Frenchman Alex Scheffer, aka Cell, is an Ultimae regular, having contributed tracks to many of the label’s compilation albums, including the excellent Fahrenheit series. Yet, Hanging Masses is his first album for the label and only his second overall, not counting a couple of notable live releases. I’ve always honed in on Cell’s tracks; he usually manages to hit a really sweet spot, mixing a deep slowly developing ambient/downtempo vibe with catchy hooks and wet, shimmering synths on top.
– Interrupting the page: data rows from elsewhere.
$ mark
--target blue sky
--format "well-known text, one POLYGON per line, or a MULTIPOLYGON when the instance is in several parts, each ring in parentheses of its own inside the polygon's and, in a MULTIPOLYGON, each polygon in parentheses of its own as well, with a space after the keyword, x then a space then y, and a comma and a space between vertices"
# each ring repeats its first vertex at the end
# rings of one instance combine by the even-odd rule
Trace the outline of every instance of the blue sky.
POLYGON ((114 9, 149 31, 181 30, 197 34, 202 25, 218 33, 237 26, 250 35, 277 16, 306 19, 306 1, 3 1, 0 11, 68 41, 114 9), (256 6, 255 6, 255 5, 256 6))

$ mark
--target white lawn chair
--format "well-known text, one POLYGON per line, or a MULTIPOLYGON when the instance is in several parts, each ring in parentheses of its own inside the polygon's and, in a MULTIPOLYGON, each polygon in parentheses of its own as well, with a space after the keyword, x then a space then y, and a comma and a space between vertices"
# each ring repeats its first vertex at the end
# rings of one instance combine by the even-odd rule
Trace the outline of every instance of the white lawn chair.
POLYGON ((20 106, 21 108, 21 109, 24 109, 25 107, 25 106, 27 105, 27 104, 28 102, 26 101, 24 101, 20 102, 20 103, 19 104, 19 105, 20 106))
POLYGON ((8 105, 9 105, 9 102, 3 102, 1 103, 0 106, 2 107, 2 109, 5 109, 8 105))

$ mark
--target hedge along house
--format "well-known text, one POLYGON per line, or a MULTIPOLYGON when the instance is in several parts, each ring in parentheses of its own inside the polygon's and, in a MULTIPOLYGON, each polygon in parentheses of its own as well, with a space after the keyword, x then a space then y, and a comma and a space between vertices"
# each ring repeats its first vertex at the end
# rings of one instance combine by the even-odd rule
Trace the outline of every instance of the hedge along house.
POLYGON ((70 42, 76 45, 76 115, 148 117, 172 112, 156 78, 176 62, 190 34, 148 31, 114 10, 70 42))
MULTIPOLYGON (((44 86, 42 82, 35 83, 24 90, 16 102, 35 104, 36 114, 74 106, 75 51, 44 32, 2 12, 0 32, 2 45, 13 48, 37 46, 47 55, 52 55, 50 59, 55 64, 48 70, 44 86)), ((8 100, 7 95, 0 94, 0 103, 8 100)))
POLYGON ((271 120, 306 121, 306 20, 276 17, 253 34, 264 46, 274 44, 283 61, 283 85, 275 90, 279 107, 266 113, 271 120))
Yet, his prior full-length, Phonic Peace, released by Indica in 2005, was not my cup of tea. Too much of the sort of pseudo Indian mysticism that just rubs me the wrong way. Like a lot of other people, I was energized by the music coming out of Britain’s Asian underground scene in the mid to late ’90s – Talvin’s Singh’s Anokha album in ’97, State of Bengal, Joi, Cornershop and the like. But for some reason I then developed a real aversion to the fusion of traditional Indian and electronic music. Don’t know why.
Thankfully, Hanging Masses is more in line with his live releases – Live at Glade Festival 2005 (Sofa Manifesto, 2007) and Live at Kumharas – Ibiza (Ultimae, 2007) – only even more mellow and low key. According to Ultimae’s press release, the album “constitutes in the artist’s heart a homage to Brian Eno, Tangerine Dream and Steve Reich.” The connection with Reich is not obvious but Eno and TD are definitely in attendance.
Cell is not a man in a hurry. He’s content to slowly fill in the sonic landscape, sprinkling it with gently euphoric glimpses of light. Even when the 4/4 kick drum makes an appearance, typically about half way through a song, the pace never exceeds a leisurely stroll. The experience is akin to lying in a field, gazing at the cloud formations for hours and then suddenly deciding to get up to take a walk through the enchanted forest nearby. The restrained but propulsive groove, such as on the mesmerizing title track, ensures that it’s a captivating experience.
Recommended for all followers of Ultimae’s roster, including Aes Dana, H.U.V.A. Network, Solar Fields, and Hol Baumann. Also, be sure to stop by at Cell’s page at Kahvi Collective, where he released a five track EP completely for FREE, featuring sampler tracks from his various releases!